The last few years have seen a substantial increase in interconnect speed, from to 2.5 to 10 Gbits/sec per lane, and from 1 to 32 lanes per interface. When it comes to coding techniques for interconnects, 8B10B is the most widely deployed technique because of its design simplicity and superior performance. However, it has a major drawback: its 25% overhead. Designers have begun to investigate alternative coding methods to overcome this problem. This article explores the strengths and weaknesses of several of these low-overhead coding techniques.
High-speed interconnects, sometimes higher than 10 Gbits/sec per link, are being used in a plethora of standards (Serial ATA, SAS, PCI Express, etc.). These high-speed links are also available in all major ASIC and FPGA platforms. Each one of these interconnects can be split into three main parts:
- Physical (coding).
- Link and protocol (higher layers).
Multirate, multiprotocol SerDes devices are already a reality. For example, the Optical Internetworking Forum (OIF) has defined electrical specifications for two sets of rates, from 5 Gbits/sec to 6.375 Gbits/sec and above and from 10 Gbits/sec to 11 Gbits/sec and higher. OIF also defines the specification for both short reach (8 inches and one connector) and long reach (40 inches and two connectors). SerDes implementations can be made to meet additional specifications (other rates, reaches, or electrical specs).
The physical layer is where data is “coded” to ensure proper operation of the SerDes. It usually aims to ensure enough transition (1 to 0 and 0 to 1), a good DC balance (same number of zeros and ones), as well as other criteria (maximizing bandwidth on the channel, robustness in presence of errors, etc).
For example, the Manchester coding used in 10-Mbit/sec Ethernet is a very simple coding scheme that maps a one to “01” and a zero to “10.” We can deduce many properties of this scheme:
- The maximum run length is is two (there are never more than two zeros or two ones).
- There is always DC balance (the number of ones is always equal to the number of zeroes).
- We can detect 1-bit errors (00 or 11 are invalid codes).
- There is extremely high overhead (100%).
Scrambling is another technique used in serial links.

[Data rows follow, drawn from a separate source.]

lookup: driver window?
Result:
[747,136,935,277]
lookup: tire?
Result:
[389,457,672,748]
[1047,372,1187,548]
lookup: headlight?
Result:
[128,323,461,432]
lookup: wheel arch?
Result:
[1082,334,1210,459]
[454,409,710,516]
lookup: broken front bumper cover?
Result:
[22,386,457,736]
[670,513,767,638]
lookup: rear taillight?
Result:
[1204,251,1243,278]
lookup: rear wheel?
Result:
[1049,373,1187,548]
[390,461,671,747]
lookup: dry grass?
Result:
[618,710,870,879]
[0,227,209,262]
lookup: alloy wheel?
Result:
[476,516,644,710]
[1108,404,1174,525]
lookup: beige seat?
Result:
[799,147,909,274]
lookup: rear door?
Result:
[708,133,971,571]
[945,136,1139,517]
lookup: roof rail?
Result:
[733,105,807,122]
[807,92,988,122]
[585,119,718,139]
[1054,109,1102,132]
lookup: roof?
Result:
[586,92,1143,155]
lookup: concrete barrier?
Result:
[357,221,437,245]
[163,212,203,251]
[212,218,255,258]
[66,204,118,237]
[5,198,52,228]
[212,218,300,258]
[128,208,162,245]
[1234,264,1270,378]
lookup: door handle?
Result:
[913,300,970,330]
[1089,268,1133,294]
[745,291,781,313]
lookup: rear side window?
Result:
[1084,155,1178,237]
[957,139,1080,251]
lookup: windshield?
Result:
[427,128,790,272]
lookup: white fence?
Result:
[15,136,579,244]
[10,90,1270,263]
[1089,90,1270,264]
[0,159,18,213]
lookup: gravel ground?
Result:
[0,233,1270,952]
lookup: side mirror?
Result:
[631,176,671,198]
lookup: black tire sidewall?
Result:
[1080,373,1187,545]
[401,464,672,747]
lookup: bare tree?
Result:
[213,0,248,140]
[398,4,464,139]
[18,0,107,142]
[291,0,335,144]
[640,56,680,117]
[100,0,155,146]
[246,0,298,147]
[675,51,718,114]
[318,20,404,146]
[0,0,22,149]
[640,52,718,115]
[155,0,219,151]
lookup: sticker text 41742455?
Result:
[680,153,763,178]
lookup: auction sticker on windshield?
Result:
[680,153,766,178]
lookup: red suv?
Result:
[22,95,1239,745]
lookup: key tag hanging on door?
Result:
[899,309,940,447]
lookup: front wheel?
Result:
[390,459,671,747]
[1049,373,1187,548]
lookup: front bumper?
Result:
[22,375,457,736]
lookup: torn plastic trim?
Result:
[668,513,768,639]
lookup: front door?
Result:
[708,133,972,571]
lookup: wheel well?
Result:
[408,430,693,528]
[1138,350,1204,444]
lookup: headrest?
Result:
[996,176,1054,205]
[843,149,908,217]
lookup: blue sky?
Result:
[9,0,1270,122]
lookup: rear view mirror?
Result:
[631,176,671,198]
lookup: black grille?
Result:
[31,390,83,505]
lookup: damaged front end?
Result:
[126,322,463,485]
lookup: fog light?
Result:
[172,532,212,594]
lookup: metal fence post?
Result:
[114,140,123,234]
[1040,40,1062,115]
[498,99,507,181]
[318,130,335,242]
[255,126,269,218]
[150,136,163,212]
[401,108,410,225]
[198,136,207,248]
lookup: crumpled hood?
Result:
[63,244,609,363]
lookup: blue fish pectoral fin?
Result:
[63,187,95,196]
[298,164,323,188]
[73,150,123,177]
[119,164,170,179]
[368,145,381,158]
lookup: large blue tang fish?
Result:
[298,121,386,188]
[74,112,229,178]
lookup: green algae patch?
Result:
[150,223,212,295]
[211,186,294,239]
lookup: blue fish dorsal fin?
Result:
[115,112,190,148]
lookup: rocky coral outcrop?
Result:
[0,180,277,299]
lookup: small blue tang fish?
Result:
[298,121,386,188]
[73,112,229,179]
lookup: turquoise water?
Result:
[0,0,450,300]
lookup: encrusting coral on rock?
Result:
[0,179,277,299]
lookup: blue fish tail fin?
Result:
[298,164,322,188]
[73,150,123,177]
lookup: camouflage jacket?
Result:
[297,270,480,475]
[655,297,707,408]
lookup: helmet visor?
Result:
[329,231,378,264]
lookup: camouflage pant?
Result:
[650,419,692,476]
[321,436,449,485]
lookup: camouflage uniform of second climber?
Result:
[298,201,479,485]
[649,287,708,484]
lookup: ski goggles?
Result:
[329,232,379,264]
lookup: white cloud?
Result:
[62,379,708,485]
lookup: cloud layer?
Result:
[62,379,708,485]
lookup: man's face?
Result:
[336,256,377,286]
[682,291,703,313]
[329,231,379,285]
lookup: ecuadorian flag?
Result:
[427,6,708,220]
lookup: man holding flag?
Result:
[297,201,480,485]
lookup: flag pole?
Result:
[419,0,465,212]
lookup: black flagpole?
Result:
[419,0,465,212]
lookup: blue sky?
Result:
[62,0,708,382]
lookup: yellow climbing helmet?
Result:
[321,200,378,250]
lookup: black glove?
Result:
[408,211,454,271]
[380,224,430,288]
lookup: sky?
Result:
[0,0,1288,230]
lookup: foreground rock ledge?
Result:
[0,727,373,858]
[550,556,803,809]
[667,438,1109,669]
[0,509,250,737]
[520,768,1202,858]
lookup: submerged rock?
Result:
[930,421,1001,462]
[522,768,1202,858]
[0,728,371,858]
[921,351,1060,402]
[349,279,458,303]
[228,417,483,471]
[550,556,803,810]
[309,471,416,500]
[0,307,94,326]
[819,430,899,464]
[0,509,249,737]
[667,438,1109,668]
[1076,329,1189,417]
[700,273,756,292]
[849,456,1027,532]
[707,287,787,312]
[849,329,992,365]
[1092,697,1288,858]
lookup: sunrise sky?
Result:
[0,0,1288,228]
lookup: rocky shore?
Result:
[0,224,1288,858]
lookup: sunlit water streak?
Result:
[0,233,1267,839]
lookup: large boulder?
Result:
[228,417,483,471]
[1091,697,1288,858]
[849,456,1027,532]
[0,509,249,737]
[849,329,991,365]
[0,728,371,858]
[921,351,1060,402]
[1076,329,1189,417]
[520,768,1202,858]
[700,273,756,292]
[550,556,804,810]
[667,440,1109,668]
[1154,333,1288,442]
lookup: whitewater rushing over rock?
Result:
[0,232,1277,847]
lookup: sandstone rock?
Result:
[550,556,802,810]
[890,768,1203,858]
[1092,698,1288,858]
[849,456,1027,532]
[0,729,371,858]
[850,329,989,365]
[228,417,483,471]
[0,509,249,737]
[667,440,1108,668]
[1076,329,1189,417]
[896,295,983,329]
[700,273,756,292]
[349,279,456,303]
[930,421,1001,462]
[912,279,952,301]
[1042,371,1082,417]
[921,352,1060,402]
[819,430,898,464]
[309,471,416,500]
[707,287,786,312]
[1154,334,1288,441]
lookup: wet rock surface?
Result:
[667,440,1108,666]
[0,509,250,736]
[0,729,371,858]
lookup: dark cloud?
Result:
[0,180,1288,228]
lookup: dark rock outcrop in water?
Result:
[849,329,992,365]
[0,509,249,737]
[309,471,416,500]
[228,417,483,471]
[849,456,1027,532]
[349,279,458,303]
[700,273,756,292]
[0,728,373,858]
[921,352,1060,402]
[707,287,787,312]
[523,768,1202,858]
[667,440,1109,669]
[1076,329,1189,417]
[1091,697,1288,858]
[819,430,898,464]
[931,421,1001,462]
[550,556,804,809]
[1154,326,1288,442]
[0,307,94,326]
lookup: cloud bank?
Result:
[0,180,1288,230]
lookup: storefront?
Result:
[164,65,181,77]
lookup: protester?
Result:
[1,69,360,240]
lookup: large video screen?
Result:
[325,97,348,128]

This method uses a pseudorandom generator sequence that is “mixed” with transmitted data to provide transitions, DC balance, etc. A pseudorandom generator is a sequence of maximum length generated by a linear feedback register.1 This sequence repeats after 2n (where n is the polynomial degree). For example, SONET/SDH uses x7+x6+1, for a sequence of length 127.
There are two types of scramblers: side scramblers and self-synchronous scramblers. Side scramblers are generally XORed with transmitted data and require a mechanism to “reset/synchronize” the scrambler state between the receive and the transmit. Self-synchronous scramblers feed the data into the scrambler state, and as such do not require any reset or synchronization.
8B10B is the most widely used type of coding. It is used for Serial Attached SCSI, Serial ATA, Fibre Channel, Gigabit Ethernet, XAUI (10-Gigabit Interface), PCI Express, InfiniBand, Serial Rapid IO, HyperTransport, and IEEE 1394b (FireWire).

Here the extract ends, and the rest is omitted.